Genes Dev. 2011 Sep 15;25(18):1915-27. doi: 10.1101/gad.17446611. Epub 2011 Sep 2.
Large intergenic noncoding RNAs (lincRNAs) are emerging as key regulators of diverse cellular processes. Determining the function of individual lincRNAs remains a challenge. Recent advances in RNA sequencing (RNA-seq) and computational methods allow for an unprecedented analysis of such transcripts. Here, we present an integrative approach to define a reference catalog of >8000 human lincRNAs. Our catalog unifies previously existing annotation sources with transcripts we assembled from RNA-seq data collected from ∼4 billion RNA-seq reads across 24 tissues and cell types. We characterize each lincRNA by a panorama of >30 properties, including sequence, structural, transcriptional, and orthology features. We found that lincRNA expression is strikingly tissue-specific compared with coding genes, and that lincRNAs are typically coexpressed with their neighboring genes, albeit to an extent similar to that of pairs of neighboring protein-coding genes. We distinguish an additional subset of transcripts that have high evolutionary conservation but may include short ORFs and may serve as either lincRNAs or small peptides. Our integrated, comprehensive, yet conservative reference catalog of human lincRNAs reveals the global properties of lincRNAs and will facilitate experimental studies and further functional classification of these genes.
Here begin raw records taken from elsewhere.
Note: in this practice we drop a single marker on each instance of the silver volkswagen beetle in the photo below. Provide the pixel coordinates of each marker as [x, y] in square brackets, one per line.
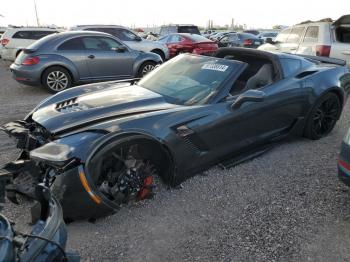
[62, 60]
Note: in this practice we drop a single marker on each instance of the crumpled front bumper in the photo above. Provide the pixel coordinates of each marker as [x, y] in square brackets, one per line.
[73, 188]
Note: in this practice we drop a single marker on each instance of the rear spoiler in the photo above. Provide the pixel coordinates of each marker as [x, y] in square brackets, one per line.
[28, 51]
[326, 60]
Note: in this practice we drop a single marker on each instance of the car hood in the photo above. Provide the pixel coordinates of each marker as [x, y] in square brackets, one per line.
[99, 105]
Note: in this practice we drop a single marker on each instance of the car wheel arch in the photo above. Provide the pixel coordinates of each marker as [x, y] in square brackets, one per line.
[157, 146]
[72, 75]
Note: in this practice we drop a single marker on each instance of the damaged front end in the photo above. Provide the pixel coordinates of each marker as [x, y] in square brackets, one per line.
[46, 240]
[61, 158]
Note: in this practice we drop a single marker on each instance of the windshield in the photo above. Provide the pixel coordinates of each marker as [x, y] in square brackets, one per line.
[189, 79]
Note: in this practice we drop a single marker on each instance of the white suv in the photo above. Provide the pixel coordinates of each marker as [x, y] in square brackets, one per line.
[15, 39]
[323, 38]
[129, 38]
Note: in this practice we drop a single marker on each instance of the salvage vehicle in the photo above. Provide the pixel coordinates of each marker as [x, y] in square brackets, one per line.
[321, 38]
[122, 139]
[48, 237]
[344, 160]
[129, 38]
[178, 28]
[188, 43]
[59, 61]
[15, 39]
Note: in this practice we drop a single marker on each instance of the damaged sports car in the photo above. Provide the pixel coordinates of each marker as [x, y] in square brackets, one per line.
[116, 142]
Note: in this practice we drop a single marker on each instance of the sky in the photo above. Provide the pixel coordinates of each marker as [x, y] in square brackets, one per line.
[253, 13]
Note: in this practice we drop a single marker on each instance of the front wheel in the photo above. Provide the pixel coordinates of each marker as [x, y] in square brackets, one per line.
[323, 117]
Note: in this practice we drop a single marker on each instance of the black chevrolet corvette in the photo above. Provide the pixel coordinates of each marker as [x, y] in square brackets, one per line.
[114, 142]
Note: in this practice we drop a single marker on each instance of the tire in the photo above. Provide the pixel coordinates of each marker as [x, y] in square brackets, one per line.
[126, 174]
[56, 79]
[160, 53]
[323, 117]
[145, 68]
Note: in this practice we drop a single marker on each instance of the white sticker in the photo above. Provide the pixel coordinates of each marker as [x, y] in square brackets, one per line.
[215, 67]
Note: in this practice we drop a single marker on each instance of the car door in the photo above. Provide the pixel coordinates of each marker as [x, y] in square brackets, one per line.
[175, 45]
[341, 45]
[74, 51]
[131, 39]
[107, 58]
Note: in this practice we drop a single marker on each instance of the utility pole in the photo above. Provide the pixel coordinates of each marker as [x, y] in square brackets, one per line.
[36, 14]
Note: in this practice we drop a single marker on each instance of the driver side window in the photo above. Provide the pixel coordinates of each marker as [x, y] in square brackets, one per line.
[100, 43]
[125, 35]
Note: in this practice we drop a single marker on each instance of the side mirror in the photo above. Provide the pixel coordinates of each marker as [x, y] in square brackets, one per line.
[269, 41]
[248, 96]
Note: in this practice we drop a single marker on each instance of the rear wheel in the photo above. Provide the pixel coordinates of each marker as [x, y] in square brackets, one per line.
[56, 79]
[146, 68]
[323, 117]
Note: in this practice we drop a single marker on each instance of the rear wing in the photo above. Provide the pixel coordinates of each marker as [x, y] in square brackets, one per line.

长链非编码 RNA(lincRNAs)作为多种细胞过程的关键调控因子而逐渐受到关注。确定单个 lincRNA 的功能仍然是一个挑战。RNA 测序(RNA-seq)和计算方法的最新进展使得对这些转录本进行前所未有的分析成为可能。在这里,我们提出了一种综合方法来定义 >8000 个人类 lincRNA 的参考目录。我们的目录将以前存在的注释源与我们从来自 24 种组织和细胞类型的约 40 亿个 RNA-seq 读段中组装的转录本统一起来。我们通过 >30 种特性的全景图来描述每个 lincRNA,包括序列、结构、转录和同源性特征。我们发现,与编码基因相比,lincRNA 的表达具有惊人的组织特异性,并且 lincRNA 通常与它们相邻的基因共表达,尽管与相邻的蛋白质编码基因对的程度相似。我们区分出另外一组具有高进化保守性的转录本,它们可能包含短的开放阅读框,并可能作为 lincRNA 或小肽发挥作用。我们综合、全面但保守的人类 lincRNA 参考目录揭示了 lincRNA 的全局特性,并将有助于这些基因的实验研究和进一步的功能分类。